I found myself remembering last Thursday, sitting with Demian in the upholstered bed-box, watching two dazzling discs of light arc up the sides of the burning North Tower and disappear into the billowing column of smoke. Beneath us, stuffed into a drawer, Nelson’s body lie inert, rubber-dead cold.

“Do you think that Austin intended to retrieve Nelson’s body on Thursday, to dispose of it somewhere? I got the impression that he was surprised to discover people there in the apartment. “

“Yes, actually, we’re working on that theory. Because just after his visit to the apartment, he returned home to the Village, packed a bag, and told his roommate he was going to Rhode Island for a few days. Austin has a father in Rhode Island, but he never went there. His father hasn’t heard from him in months.” The detective savored the last of his coffee, sucking the dissolved sugar syrup from the demitasse cup. He hadn’t learned that in Idaho.

My nice-looking Mormon detective gave me his card, told me I could call him anytime, especially if I thought of any detail that might be relevant to the investigation. I didn’t offer any information about Demian or Demian’s business, or his relationship with Nelson. I figured those questions would inevitably come later.

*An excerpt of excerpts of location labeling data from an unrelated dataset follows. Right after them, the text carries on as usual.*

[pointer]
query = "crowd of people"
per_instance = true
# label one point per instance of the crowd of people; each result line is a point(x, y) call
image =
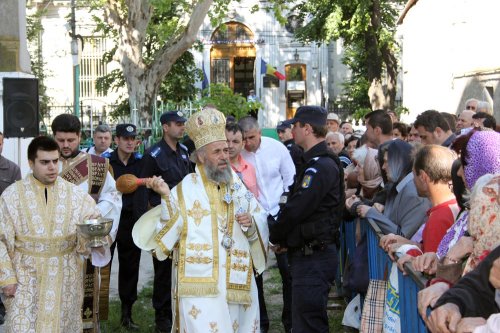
point(219, 201)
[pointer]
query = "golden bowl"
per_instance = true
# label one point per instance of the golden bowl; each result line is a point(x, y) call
point(95, 230)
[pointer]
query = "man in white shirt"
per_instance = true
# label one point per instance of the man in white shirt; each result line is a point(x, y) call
point(102, 141)
point(275, 170)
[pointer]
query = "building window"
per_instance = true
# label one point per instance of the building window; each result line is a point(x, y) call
point(232, 33)
point(220, 71)
point(92, 66)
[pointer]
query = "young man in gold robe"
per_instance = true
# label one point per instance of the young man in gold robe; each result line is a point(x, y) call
point(91, 173)
point(217, 232)
point(41, 252)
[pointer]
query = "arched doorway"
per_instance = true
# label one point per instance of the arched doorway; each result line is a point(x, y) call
point(232, 57)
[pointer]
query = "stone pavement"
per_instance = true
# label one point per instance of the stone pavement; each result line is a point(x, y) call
point(145, 276)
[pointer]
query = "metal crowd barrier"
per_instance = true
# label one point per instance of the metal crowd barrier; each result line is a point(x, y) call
point(378, 261)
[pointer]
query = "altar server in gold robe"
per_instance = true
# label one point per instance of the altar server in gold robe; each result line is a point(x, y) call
point(216, 232)
point(41, 253)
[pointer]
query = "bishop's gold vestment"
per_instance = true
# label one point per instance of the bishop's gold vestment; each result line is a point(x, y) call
point(39, 253)
point(214, 257)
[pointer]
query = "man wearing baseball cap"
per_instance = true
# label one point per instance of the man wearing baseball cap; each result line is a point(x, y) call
point(284, 130)
point(124, 160)
point(333, 122)
point(309, 220)
point(169, 159)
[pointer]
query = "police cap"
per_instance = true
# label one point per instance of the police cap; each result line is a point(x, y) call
point(124, 130)
point(314, 115)
point(175, 116)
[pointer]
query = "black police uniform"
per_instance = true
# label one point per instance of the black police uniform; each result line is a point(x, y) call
point(129, 255)
point(308, 226)
point(172, 166)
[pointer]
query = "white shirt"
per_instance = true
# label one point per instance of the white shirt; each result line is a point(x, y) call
point(274, 170)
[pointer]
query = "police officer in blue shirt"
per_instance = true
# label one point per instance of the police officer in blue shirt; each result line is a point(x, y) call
point(169, 159)
point(309, 220)
point(124, 160)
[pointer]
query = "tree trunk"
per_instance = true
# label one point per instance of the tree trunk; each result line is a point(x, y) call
point(378, 55)
point(143, 80)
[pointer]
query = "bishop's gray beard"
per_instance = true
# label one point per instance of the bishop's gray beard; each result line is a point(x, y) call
point(219, 176)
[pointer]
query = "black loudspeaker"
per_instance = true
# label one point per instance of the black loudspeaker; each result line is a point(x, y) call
point(20, 108)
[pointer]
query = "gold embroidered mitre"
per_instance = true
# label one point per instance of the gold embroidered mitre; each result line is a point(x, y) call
point(206, 126)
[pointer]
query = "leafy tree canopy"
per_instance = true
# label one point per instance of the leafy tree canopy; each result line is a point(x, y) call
point(367, 28)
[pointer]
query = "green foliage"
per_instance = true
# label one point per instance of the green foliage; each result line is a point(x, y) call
point(34, 29)
point(367, 28)
point(225, 100)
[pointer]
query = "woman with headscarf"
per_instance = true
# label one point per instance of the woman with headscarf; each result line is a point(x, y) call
point(480, 156)
point(404, 211)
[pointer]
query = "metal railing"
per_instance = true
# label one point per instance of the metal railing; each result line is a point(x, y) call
point(409, 285)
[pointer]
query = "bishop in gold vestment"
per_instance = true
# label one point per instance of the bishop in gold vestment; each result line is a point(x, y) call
point(39, 254)
point(216, 232)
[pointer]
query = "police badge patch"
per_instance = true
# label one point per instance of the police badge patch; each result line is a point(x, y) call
point(306, 181)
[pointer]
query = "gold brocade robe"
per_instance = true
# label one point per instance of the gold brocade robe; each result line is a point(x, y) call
point(39, 253)
point(213, 284)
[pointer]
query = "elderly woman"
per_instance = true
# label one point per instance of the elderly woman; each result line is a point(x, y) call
point(404, 211)
point(479, 156)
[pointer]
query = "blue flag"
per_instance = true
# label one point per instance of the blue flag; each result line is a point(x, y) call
point(204, 83)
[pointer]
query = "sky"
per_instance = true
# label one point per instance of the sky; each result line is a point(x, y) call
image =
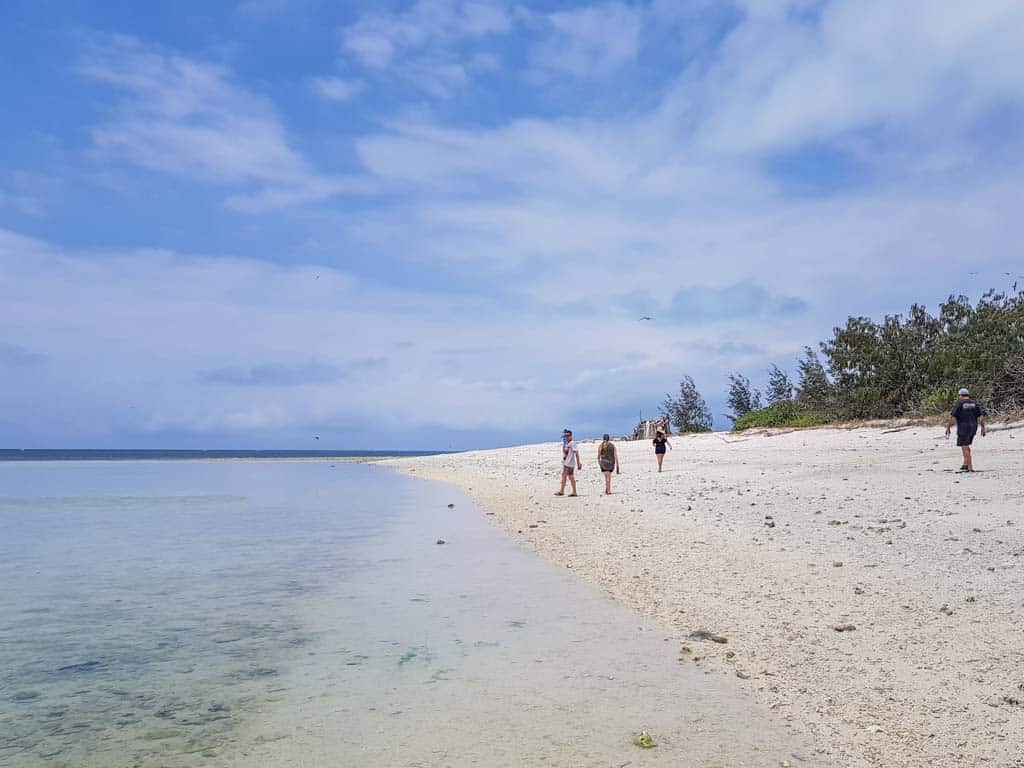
point(436, 224)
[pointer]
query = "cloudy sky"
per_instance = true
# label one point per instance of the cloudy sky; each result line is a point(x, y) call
point(435, 223)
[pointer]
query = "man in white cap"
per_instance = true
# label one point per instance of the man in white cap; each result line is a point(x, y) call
point(967, 415)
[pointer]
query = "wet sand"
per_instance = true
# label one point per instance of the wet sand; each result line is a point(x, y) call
point(870, 595)
point(476, 652)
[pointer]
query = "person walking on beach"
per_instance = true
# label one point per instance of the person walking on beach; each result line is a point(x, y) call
point(607, 460)
point(967, 415)
point(570, 462)
point(659, 442)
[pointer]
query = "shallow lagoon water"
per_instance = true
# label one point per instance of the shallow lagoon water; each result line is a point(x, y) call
point(301, 613)
point(150, 603)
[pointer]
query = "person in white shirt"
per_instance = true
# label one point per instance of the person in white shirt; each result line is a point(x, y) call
point(570, 462)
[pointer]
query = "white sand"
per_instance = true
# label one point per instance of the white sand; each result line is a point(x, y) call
point(870, 529)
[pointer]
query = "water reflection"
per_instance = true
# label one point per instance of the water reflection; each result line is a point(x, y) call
point(146, 607)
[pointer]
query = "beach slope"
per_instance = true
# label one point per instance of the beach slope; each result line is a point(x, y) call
point(868, 593)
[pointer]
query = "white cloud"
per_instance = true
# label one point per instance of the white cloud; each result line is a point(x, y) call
point(336, 89)
point(779, 80)
point(377, 37)
point(190, 119)
point(590, 41)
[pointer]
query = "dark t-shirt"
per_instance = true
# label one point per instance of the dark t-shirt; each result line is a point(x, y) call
point(967, 414)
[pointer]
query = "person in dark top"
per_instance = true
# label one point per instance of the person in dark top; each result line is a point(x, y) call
point(607, 459)
point(659, 442)
point(967, 415)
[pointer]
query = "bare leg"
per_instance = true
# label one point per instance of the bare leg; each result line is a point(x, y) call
point(967, 458)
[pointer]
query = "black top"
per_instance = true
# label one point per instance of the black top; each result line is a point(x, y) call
point(967, 414)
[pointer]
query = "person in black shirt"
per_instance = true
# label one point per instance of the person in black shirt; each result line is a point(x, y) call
point(967, 415)
point(659, 442)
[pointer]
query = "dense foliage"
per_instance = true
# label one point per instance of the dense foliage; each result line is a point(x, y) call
point(688, 412)
point(904, 365)
point(742, 397)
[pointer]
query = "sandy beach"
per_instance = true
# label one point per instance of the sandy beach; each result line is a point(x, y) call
point(870, 596)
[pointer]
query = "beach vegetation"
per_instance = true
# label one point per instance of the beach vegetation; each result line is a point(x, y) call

The remainder of that long stormy afternoon I tried calling Demian every fifteen minutes. The line remained busy, probably off the hook. And I decided upon the use of a temporary coping mechanism. Call it denial. Torture and murder, at least for the moment, weren’t real. They were Japanese comic book.

8

An enormous burgeoning cloud mass moved swiftly overhead, the clouds leaded with moisture, black on the belly. The river, molten pewter and swollen with rain, undulated gently. The river trembled along with the earth, a movement I could not detect with my body, but a movement that I could see. The earth never stood still.

“Are they there? Is that cloud a cloud, or is it too big to be a cloud?”

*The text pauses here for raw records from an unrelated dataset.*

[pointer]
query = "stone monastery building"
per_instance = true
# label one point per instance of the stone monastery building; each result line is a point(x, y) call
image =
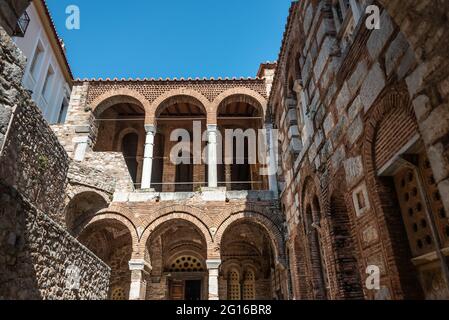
point(358, 119)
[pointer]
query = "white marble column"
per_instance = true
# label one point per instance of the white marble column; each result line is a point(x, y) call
point(148, 157)
point(213, 268)
point(81, 144)
point(138, 286)
point(212, 155)
point(272, 159)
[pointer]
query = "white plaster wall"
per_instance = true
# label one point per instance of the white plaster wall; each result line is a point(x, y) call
point(59, 88)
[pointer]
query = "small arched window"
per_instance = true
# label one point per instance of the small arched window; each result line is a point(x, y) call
point(249, 286)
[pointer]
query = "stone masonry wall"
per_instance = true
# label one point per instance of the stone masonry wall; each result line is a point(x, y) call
point(31, 160)
point(332, 90)
point(37, 255)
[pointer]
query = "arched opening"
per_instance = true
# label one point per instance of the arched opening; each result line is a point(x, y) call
point(81, 207)
point(178, 252)
point(120, 128)
point(130, 146)
point(417, 208)
point(319, 271)
point(239, 119)
point(111, 241)
point(248, 270)
point(178, 164)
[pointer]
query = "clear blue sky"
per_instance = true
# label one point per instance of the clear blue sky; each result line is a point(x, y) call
point(172, 38)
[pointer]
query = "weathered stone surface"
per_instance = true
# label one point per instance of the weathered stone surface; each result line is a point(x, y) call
point(373, 85)
point(40, 256)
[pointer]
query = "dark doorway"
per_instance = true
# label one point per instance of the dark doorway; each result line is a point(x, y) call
point(193, 290)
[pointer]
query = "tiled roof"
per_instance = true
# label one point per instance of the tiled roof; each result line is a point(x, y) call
point(166, 79)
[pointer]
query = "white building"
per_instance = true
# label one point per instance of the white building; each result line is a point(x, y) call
point(47, 74)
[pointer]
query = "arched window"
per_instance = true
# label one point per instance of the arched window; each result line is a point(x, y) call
point(234, 285)
point(249, 286)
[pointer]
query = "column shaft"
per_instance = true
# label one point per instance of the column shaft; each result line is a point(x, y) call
point(212, 156)
point(148, 157)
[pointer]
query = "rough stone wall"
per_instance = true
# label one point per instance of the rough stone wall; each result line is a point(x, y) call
point(31, 158)
point(10, 10)
point(36, 256)
point(331, 90)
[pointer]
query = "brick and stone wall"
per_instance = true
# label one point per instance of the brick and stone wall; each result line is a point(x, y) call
point(10, 11)
point(31, 160)
point(343, 100)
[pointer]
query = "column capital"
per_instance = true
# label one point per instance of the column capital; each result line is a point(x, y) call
point(213, 263)
point(150, 128)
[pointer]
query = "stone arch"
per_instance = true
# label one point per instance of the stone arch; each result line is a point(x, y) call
point(393, 98)
point(123, 95)
point(185, 93)
point(272, 230)
point(175, 215)
point(108, 217)
point(244, 94)
point(169, 209)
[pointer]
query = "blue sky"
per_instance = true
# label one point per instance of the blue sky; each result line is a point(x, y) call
point(174, 38)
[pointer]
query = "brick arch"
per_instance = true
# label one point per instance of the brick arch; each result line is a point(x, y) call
point(237, 92)
point(123, 95)
point(273, 231)
point(111, 217)
point(175, 215)
point(169, 209)
point(393, 98)
point(124, 132)
point(190, 93)
point(379, 191)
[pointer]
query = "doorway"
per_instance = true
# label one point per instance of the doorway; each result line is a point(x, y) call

Goldberg mocked me gently.

“ I am not ready to believe again. Knowing that Demian shredded all his photos and prints and destroyed all his negatives represents a shift, a crisis of faith. I don’t know if a cloud is a cloud.”

Goldberg smiled.

“You needed Demian to believe. He was your shaman. He led you to the
path, the way toward the numinous clouds. And now the shaman has gone back to Buffalo.”

Goldberg raised his camera, and began snapping shots of a squirrel resting on its haunches, intently gnawing an acorn. Goldberg had taken up photography. But whereas Demian aimed his camera at the sky, Goldberg trained his aim upon the earth, and on all things earthbound. He photographed the squirrels and the pigeons that inhabit the park, because he claimed they were smiling. He photographed the geese on the river in the morning, shrouded in the mist that rose up steaming off the water. He even photographed the rats as they raced to their squeeze-holes, because they, too, smiled for the camera. The rats were happy, according to Goldberg.

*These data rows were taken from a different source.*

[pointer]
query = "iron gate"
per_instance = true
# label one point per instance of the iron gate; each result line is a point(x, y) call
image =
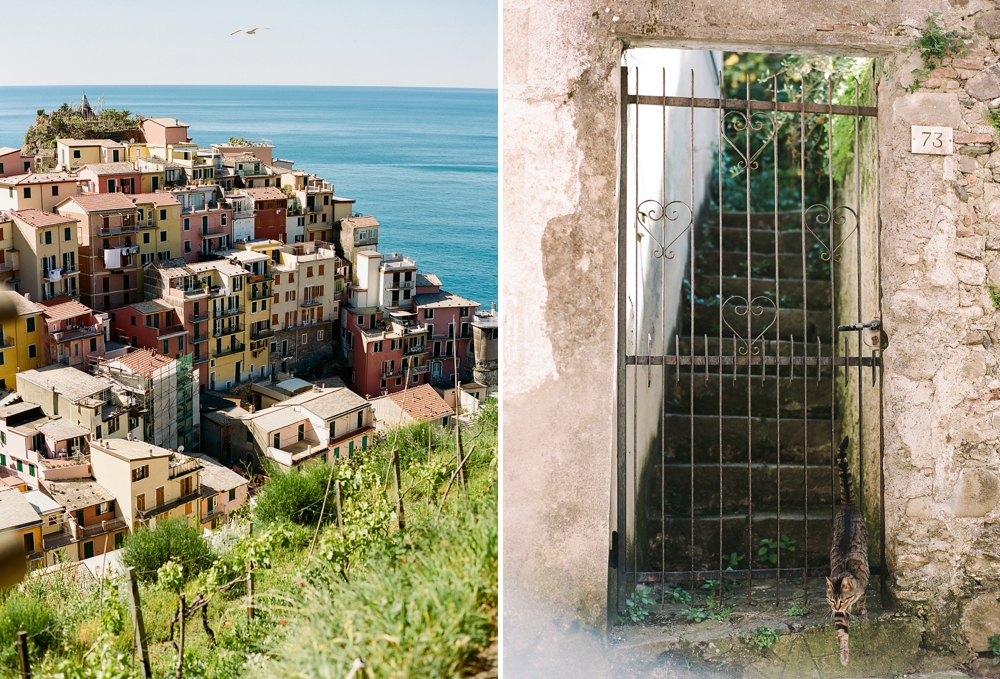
point(749, 339)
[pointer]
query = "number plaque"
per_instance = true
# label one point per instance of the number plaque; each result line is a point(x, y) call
point(934, 140)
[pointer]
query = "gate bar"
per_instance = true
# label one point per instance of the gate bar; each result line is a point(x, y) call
point(676, 359)
point(752, 105)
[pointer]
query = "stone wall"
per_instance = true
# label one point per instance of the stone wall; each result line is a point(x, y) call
point(940, 242)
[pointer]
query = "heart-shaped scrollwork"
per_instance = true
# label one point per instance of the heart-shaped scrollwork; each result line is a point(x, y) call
point(650, 211)
point(748, 124)
point(755, 308)
point(826, 216)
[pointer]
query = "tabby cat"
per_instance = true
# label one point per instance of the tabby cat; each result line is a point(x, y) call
point(848, 557)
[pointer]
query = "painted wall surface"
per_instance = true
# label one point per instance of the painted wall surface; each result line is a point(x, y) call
point(561, 164)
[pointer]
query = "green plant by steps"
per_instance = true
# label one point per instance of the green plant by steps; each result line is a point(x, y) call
point(994, 291)
point(934, 45)
point(637, 605)
point(762, 638)
point(768, 551)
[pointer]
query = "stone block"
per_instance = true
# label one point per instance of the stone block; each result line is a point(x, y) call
point(981, 619)
point(985, 85)
point(988, 23)
point(976, 493)
point(929, 108)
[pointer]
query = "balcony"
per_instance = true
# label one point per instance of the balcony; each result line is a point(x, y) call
point(117, 230)
point(181, 467)
point(234, 348)
point(229, 330)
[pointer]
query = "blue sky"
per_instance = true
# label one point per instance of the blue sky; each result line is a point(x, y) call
point(399, 43)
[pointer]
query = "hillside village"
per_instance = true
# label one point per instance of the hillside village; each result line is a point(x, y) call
point(176, 319)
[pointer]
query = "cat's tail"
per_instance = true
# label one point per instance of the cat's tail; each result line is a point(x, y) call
point(846, 484)
point(840, 622)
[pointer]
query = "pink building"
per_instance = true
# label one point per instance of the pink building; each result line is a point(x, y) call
point(12, 162)
point(72, 333)
point(112, 177)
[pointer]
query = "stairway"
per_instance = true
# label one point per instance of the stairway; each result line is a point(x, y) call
point(752, 409)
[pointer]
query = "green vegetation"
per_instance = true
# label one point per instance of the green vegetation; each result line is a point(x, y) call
point(174, 541)
point(768, 551)
point(762, 638)
point(935, 44)
point(68, 122)
point(994, 291)
point(637, 605)
point(421, 601)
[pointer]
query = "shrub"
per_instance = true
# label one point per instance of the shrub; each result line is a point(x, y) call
point(175, 539)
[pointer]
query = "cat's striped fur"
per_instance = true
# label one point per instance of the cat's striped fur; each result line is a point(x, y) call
point(848, 557)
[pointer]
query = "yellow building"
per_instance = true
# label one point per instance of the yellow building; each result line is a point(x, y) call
point(19, 521)
point(20, 337)
point(230, 360)
point(47, 247)
point(41, 191)
point(159, 229)
point(72, 154)
point(149, 483)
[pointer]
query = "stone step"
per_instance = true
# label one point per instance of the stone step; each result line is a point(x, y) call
point(675, 554)
point(735, 432)
point(677, 477)
point(768, 396)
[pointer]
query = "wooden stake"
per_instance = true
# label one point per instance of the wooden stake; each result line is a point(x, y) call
point(140, 628)
point(179, 672)
point(340, 509)
point(399, 496)
point(22, 653)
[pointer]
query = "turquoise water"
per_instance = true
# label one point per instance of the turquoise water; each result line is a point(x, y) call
point(423, 161)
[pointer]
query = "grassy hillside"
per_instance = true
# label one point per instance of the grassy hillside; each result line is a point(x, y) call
point(417, 602)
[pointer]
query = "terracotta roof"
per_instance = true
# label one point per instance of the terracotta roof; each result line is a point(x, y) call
point(144, 362)
point(16, 301)
point(110, 168)
point(442, 298)
point(266, 193)
point(39, 219)
point(98, 202)
point(57, 310)
point(38, 178)
point(421, 403)
point(359, 221)
point(157, 198)
point(90, 142)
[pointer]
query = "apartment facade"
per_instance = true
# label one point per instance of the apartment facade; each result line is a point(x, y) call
point(149, 483)
point(20, 337)
point(49, 263)
point(109, 248)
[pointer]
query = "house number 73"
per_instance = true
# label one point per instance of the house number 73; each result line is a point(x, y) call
point(932, 140)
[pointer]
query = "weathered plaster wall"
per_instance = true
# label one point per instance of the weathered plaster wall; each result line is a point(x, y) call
point(560, 201)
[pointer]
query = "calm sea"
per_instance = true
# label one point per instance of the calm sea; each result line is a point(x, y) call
point(423, 161)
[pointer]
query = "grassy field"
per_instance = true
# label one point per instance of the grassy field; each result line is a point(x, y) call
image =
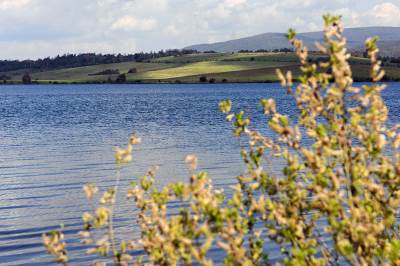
point(219, 67)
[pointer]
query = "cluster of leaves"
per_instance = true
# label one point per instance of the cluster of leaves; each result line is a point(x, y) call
point(336, 200)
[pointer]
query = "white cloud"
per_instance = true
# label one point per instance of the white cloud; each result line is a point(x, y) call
point(171, 30)
point(132, 23)
point(387, 13)
point(13, 4)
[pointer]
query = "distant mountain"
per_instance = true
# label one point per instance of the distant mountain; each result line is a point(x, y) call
point(389, 38)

Goldberg let his camera fall to the strap, and it rested on his chest. He took both my hands in his. “Nick, I have a proposal for you. I want you to come with me next week to Tucson. This entire episode with Demian and Nelson has really affected you. You need to get away. I’ve spoken to my friends about it, and you are more than welcome to join me. Roy and his mother think it’s a wonderful idea and are anxious to meet you.”

I didn’t need to consider it. I didn’t hesitate. I knew I needed to get away to an empty sky. Away from camouflage clouds and chemical trails and watchful superior beings. Away from dysfunction, deformity, and disorder. Away from torture and murder, if only for a little while.

“Schuyler, I do need to get away. I will come with you to Arizona.”

Goldberg embraced me.
“I will bring my camera, and take pictures of you in the desert, under the empty cloudless sky. And you will be smiling.”